スポーツ

[虎四ミーティング]
本田武史(プロフィギュアスケーター)<後編>「留学時代の話し相手は犬と猫」

2012年12月28日(金) スポーツコミュニケーションズ

上達の第一歩は転ぶこと

二宮: 2006年にプロに転向後は、指導者や解説者としても活躍されています。本田さんの解説は、非常にわかりやすいと評判ですよ。
本田: ありがとうございます。そう言っていただけると嬉しいですね。

二宮: でも、フィギュアスケートは競技性と芸術性とを併せ持っているだけに、解説は難しいのでは?
本田: 僕が解説する際に、一番心掛けているのは、観ている人に心地よさを感じてもらえるようにするということなんです。フィギュアスケートのプログラムは、一つの作品であり物語でありますので、それを途中で遮断するようなことがあってはならないと思っているんです。例えば、ジャンプの時に専門家の僕から見れば「あっ、ちょっとバランスが崩れたな」と気づいた点があったとしても、そこが盛り上がりの部分だったら、あえてコメントを挟まないようにしています。せっかく観ている人が盛り上がっているのに、マイナス要素を挟んでしまったら、「なんだ、失敗だったのか」と、そこで気持ちが途切れてしまいますよね。それは絶対にしたくないんです。ですから、演技終了後に「とてもいい演技でしたね。ただ、あの部分ではこういうミスが実はあったんです」と、必要なことを短い言葉で添えるようにしています。

二宮: どなたか参考にしている方はいるのですか?
本田: 五十嵐文男さんです。五十嵐さんの解説は、褒めるところは褒めて、注意点はサラッと指摘する。演技者の自分自身が聞いていても、とても心地のいい解説だったので、僕もそういうふうにしたいなと。

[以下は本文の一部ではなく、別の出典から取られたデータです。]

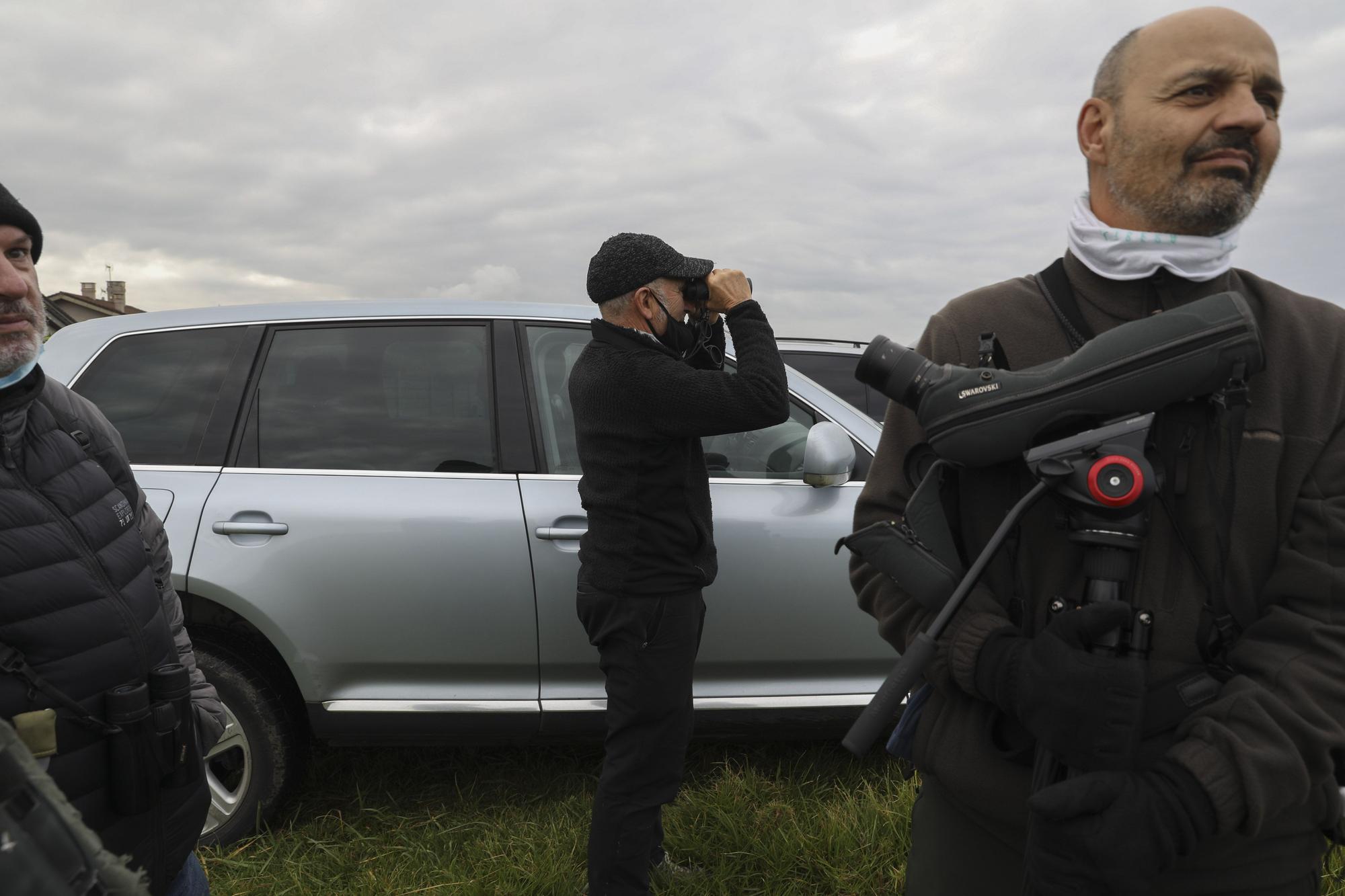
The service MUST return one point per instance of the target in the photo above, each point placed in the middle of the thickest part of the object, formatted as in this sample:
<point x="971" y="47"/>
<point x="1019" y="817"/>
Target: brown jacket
<point x="1262" y="748"/>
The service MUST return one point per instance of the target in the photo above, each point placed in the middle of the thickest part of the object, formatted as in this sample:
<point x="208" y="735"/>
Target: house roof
<point x="93" y="304"/>
<point x="56" y="314"/>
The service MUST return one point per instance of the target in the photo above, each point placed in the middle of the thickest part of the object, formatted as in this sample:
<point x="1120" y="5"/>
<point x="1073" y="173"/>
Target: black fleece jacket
<point x="640" y="415"/>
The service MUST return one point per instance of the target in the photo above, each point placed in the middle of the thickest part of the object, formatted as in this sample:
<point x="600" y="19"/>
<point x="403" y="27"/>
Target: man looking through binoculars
<point x="1234" y="729"/>
<point x="645" y="391"/>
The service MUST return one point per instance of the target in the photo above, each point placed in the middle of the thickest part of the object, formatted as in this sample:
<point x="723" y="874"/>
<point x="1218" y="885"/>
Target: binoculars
<point x="157" y="745"/>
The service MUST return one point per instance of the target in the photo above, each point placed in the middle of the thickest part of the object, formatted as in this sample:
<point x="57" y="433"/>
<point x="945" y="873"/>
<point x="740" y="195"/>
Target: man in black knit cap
<point x="645" y="392"/>
<point x="87" y="606"/>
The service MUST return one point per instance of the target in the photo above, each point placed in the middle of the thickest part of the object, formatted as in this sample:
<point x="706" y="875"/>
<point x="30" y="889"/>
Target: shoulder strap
<point x="1223" y="618"/>
<point x="1055" y="287"/>
<point x="14" y="663"/>
<point x="102" y="451"/>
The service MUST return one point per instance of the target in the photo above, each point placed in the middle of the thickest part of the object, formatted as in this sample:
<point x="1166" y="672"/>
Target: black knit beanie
<point x="630" y="260"/>
<point x="14" y="214"/>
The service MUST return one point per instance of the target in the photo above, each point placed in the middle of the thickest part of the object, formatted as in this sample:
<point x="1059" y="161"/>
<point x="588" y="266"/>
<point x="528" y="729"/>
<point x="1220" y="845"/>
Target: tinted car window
<point x="375" y="397"/>
<point x="775" y="452"/>
<point x="159" y="389"/>
<point x="552" y="354"/>
<point x="836" y="373"/>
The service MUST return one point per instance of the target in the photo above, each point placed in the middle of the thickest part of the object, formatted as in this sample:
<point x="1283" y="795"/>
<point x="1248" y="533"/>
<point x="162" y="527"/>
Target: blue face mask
<point x="9" y="380"/>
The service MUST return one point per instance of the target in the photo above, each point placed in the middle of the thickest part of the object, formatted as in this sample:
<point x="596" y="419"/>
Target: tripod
<point x="1108" y="479"/>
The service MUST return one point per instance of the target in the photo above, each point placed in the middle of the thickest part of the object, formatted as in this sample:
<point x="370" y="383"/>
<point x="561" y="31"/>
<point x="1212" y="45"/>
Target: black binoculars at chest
<point x="155" y="745"/>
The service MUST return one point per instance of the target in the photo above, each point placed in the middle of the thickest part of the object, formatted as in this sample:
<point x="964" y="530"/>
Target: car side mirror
<point x="829" y="456"/>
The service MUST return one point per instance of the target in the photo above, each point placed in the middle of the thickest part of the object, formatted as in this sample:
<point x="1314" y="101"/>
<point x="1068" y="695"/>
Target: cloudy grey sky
<point x="863" y="162"/>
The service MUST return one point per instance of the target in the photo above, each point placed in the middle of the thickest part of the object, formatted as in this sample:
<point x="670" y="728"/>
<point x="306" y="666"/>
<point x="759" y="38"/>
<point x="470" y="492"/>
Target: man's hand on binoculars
<point x="728" y="288"/>
<point x="1083" y="706"/>
<point x="1114" y="831"/>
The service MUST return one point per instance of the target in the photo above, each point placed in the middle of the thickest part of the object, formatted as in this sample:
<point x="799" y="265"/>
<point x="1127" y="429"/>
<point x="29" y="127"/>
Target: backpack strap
<point x="1055" y="287"/>
<point x="1221" y="626"/>
<point x="14" y="663"/>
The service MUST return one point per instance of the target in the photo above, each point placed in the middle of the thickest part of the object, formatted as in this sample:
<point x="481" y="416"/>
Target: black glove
<point x="1086" y="708"/>
<point x="1113" y="833"/>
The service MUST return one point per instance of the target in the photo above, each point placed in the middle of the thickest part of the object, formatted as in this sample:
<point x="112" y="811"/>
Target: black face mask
<point x="680" y="337"/>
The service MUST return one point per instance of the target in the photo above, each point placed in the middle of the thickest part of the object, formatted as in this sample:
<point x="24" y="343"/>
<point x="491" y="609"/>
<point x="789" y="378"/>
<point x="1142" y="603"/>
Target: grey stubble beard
<point x="18" y="350"/>
<point x="1202" y="206"/>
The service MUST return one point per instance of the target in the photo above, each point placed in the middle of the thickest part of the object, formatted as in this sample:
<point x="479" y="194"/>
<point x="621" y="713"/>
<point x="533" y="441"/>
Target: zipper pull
<point x="911" y="537"/>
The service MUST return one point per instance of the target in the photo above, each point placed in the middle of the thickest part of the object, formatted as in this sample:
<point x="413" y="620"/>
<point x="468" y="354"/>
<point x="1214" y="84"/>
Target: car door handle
<point x="552" y="533"/>
<point x="249" y="529"/>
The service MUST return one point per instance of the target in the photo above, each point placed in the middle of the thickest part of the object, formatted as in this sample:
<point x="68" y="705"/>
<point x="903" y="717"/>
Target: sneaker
<point x="670" y="870"/>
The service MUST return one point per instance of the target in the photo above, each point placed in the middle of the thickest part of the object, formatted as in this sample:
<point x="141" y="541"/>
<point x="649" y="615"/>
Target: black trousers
<point x="953" y="852"/>
<point x="646" y="649"/>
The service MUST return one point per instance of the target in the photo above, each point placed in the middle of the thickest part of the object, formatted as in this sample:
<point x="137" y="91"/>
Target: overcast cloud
<point x="863" y="162"/>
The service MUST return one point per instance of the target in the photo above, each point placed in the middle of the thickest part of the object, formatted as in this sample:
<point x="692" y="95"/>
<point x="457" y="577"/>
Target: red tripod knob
<point x="1116" y="481"/>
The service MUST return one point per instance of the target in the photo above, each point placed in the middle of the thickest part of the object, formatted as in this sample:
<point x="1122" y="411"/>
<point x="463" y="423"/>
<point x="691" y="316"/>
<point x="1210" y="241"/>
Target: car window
<point x="159" y="389"/>
<point x="552" y="354"/>
<point x="836" y="373"/>
<point x="389" y="397"/>
<point x="775" y="452"/>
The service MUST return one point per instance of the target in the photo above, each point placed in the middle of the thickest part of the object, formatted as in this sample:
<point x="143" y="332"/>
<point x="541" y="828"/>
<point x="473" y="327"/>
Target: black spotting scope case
<point x="1143" y="365"/>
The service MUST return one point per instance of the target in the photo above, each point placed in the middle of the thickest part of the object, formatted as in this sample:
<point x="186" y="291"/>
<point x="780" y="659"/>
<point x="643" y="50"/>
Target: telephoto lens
<point x="134" y="776"/>
<point x="171" y="685"/>
<point x="900" y="373"/>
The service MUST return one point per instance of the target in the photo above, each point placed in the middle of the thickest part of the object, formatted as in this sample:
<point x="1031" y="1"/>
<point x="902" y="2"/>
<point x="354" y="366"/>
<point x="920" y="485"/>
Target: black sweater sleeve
<point x="707" y="403"/>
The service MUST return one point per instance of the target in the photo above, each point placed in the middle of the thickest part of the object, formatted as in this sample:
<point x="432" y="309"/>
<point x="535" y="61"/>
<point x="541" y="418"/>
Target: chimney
<point x="118" y="295"/>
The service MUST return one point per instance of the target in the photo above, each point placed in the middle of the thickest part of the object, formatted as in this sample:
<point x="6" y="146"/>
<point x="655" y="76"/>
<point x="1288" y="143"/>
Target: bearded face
<point x="1183" y="192"/>
<point x="24" y="319"/>
<point x="21" y="346"/>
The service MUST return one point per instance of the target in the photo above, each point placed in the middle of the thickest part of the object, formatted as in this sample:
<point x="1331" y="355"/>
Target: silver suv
<point x="831" y="364"/>
<point x="375" y="522"/>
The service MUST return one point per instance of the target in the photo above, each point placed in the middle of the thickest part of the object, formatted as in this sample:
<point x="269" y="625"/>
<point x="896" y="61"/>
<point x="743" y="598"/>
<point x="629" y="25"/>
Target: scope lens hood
<point x="1137" y="368"/>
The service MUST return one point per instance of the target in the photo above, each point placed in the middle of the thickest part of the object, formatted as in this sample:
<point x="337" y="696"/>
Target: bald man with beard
<point x="1231" y="735"/>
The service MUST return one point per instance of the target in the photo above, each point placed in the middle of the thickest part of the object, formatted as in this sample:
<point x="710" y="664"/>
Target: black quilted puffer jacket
<point x="85" y="596"/>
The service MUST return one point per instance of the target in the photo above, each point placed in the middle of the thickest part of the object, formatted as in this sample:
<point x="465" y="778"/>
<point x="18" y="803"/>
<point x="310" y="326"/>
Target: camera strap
<point x="14" y="663"/>
<point x="1055" y="287"/>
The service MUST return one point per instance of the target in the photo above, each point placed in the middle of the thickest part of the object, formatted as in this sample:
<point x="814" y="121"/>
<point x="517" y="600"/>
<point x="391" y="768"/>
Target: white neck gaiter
<point x="1133" y="255"/>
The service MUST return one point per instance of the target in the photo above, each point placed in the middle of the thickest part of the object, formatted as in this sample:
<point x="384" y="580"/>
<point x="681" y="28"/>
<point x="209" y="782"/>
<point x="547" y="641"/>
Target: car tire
<point x="263" y="754"/>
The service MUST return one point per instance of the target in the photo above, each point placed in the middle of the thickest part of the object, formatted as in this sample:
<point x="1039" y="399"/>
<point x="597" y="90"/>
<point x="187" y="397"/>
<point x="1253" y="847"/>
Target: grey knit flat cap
<point x="631" y="260"/>
<point x="14" y="214"/>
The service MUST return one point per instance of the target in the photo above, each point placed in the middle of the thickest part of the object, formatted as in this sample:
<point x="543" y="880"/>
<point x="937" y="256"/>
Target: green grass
<point x="782" y="819"/>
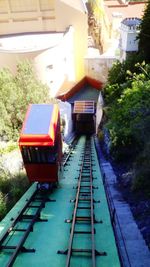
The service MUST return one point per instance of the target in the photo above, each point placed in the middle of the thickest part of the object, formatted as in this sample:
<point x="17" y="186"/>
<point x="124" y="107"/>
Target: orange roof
<point x="78" y="86"/>
<point x="132" y="9"/>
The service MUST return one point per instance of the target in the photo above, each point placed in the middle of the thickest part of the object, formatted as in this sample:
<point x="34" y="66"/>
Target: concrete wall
<point x="98" y="68"/>
<point x="64" y="63"/>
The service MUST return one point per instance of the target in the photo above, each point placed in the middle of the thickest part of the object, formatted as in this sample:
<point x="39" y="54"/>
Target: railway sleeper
<point x="22" y="249"/>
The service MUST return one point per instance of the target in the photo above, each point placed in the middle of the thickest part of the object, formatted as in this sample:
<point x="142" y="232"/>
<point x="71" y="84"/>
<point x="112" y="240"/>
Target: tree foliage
<point x="144" y="35"/>
<point x="128" y="121"/>
<point x="16" y="93"/>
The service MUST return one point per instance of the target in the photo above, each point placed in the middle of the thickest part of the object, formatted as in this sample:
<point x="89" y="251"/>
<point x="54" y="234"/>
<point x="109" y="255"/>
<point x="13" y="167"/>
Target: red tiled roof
<point x="132" y="9"/>
<point x="78" y="86"/>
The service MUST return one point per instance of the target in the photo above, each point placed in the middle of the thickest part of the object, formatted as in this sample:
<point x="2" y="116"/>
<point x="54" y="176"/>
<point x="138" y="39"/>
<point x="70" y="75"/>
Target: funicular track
<point x="23" y="224"/>
<point x="84" y="201"/>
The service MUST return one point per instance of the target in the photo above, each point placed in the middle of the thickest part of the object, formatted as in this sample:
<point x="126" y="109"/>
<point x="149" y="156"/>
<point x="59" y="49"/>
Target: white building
<point x="128" y="36"/>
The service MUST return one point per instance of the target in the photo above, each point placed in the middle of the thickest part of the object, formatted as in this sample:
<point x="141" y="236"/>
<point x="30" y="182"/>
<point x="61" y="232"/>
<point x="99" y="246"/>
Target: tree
<point x="144" y="35"/>
<point x="16" y="93"/>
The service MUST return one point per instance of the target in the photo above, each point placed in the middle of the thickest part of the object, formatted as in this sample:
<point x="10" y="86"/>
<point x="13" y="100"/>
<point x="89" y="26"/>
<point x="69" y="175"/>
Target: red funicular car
<point x="40" y="143"/>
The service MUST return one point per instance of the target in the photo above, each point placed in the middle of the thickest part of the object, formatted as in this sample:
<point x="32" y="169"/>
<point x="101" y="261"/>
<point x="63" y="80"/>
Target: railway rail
<point x="29" y="214"/>
<point x="84" y="195"/>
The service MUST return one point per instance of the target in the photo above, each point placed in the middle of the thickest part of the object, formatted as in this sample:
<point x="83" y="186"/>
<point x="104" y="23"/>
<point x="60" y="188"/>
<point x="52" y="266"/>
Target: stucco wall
<point x="98" y="68"/>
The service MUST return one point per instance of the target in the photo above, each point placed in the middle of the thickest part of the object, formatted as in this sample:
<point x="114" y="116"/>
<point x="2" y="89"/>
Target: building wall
<point x="78" y="20"/>
<point x="98" y="68"/>
<point x="27" y="16"/>
<point x="53" y="66"/>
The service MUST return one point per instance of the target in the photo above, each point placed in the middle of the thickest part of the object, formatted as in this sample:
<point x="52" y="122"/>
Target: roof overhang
<point x="78" y="86"/>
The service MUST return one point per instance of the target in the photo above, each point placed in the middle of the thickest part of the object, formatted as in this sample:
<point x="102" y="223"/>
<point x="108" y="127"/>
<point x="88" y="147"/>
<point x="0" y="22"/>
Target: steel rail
<point x="86" y="159"/>
<point x="24" y="237"/>
<point x="42" y="199"/>
<point x="92" y="213"/>
<point x="74" y="217"/>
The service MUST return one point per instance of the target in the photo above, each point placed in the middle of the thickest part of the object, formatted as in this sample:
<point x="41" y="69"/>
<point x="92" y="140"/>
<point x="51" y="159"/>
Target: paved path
<point x="135" y="253"/>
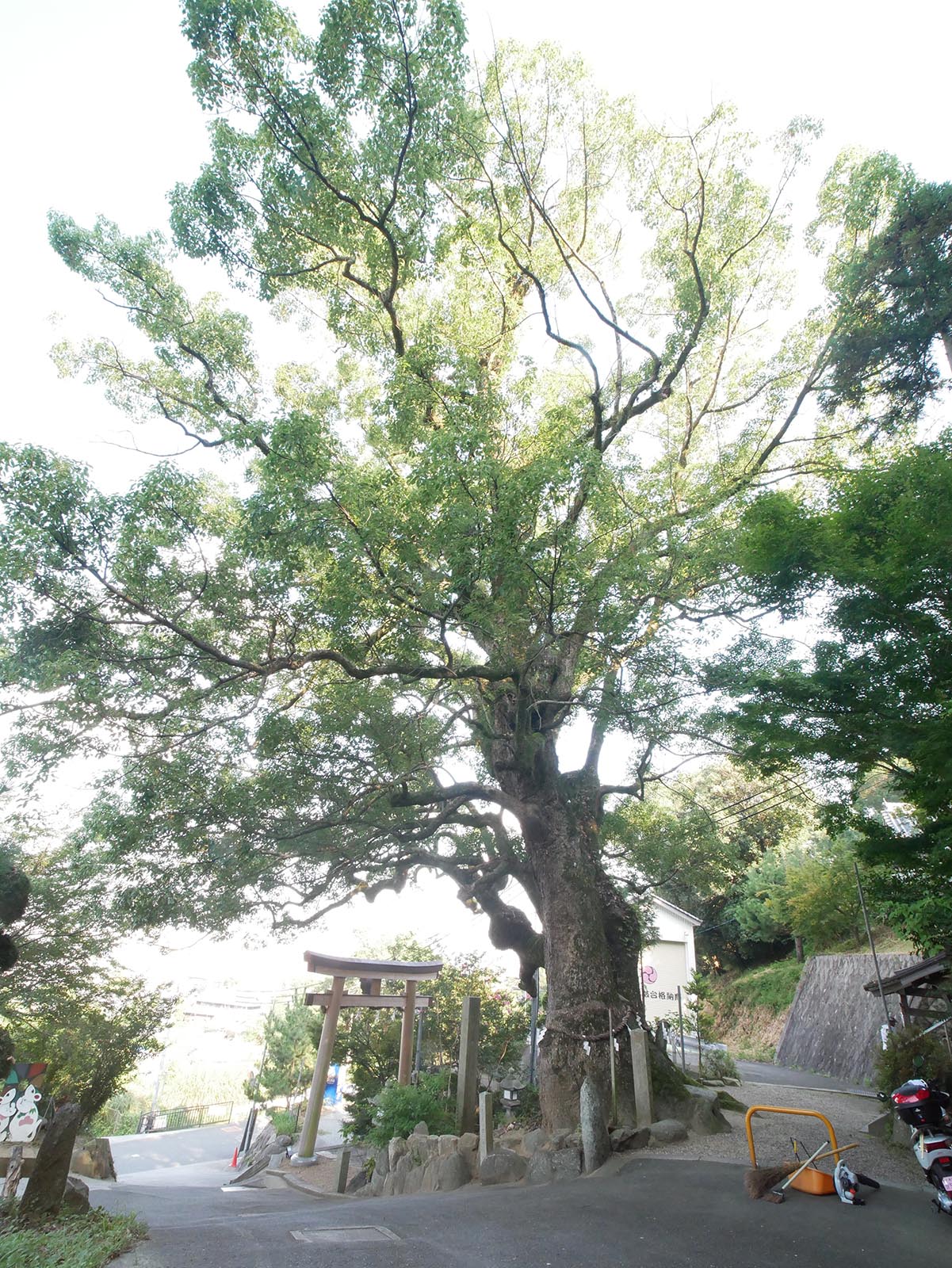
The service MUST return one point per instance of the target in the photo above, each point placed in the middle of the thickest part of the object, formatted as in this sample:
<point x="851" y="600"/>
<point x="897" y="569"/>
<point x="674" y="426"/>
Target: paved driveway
<point x="656" y="1213"/>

二宮: 最近は次々と世界で活躍する日本人選手が出てくるようになりましたが、本田さんが子どもたちの指導をされていて、どんな部分に素質の有無を感じますか?
本田: 僕は、最初に転び方を見るんです。

二宮: へー、転び方ですか?
本田: はい。スケート教室に初めて来た子どもには、まずリンクの上で転ばせるんです。歩きながら「はい、転んでごらん」と言うんですけど、そこで転べない子はなかなか伸びないですね。

二宮: でも、氷は固くて痛いですから、転ぶのを怖がる子どももいるでしょう?
本田: はい。でも、怖いと思ってしまっていてはダメなんです。

二宮: 氷と友だちになれと?
本田: そうです。氷と仲良くなることが大事です。ですから、最初は無理にバランスを取ろうとするのではなく、転びそうになったら、思い切って転んでしまった方がいいんです。痛さもわかりますから、自然と痛くないように体を守る転び方を覚える。それが、実際にジャンプをした時に、自分がどう転べばケガをしないかという咄嗟の反応につながるんです。

二宮: 素質のある子は、すぐに難しい技ができたりするんでしょうか?
本田: いえ、そうでもないんですよ。よく保護者の方で自分の子どもと同じ時期に始めた子と比べて「あの子の方が上達が速い」と心配する方がいらっしゃいます。でも、スケートって不思議なことに、ある時を境に急に上達することがあるんです。「この1カ月に、いったい何があったの?」っていうくらい。それまでなかなかトリプルが跳べなかったのに、ひとつ跳べるようになった途端に、わずか1カ月で5種類すべてのトリプルジャンプが跳べるようになった例もあります。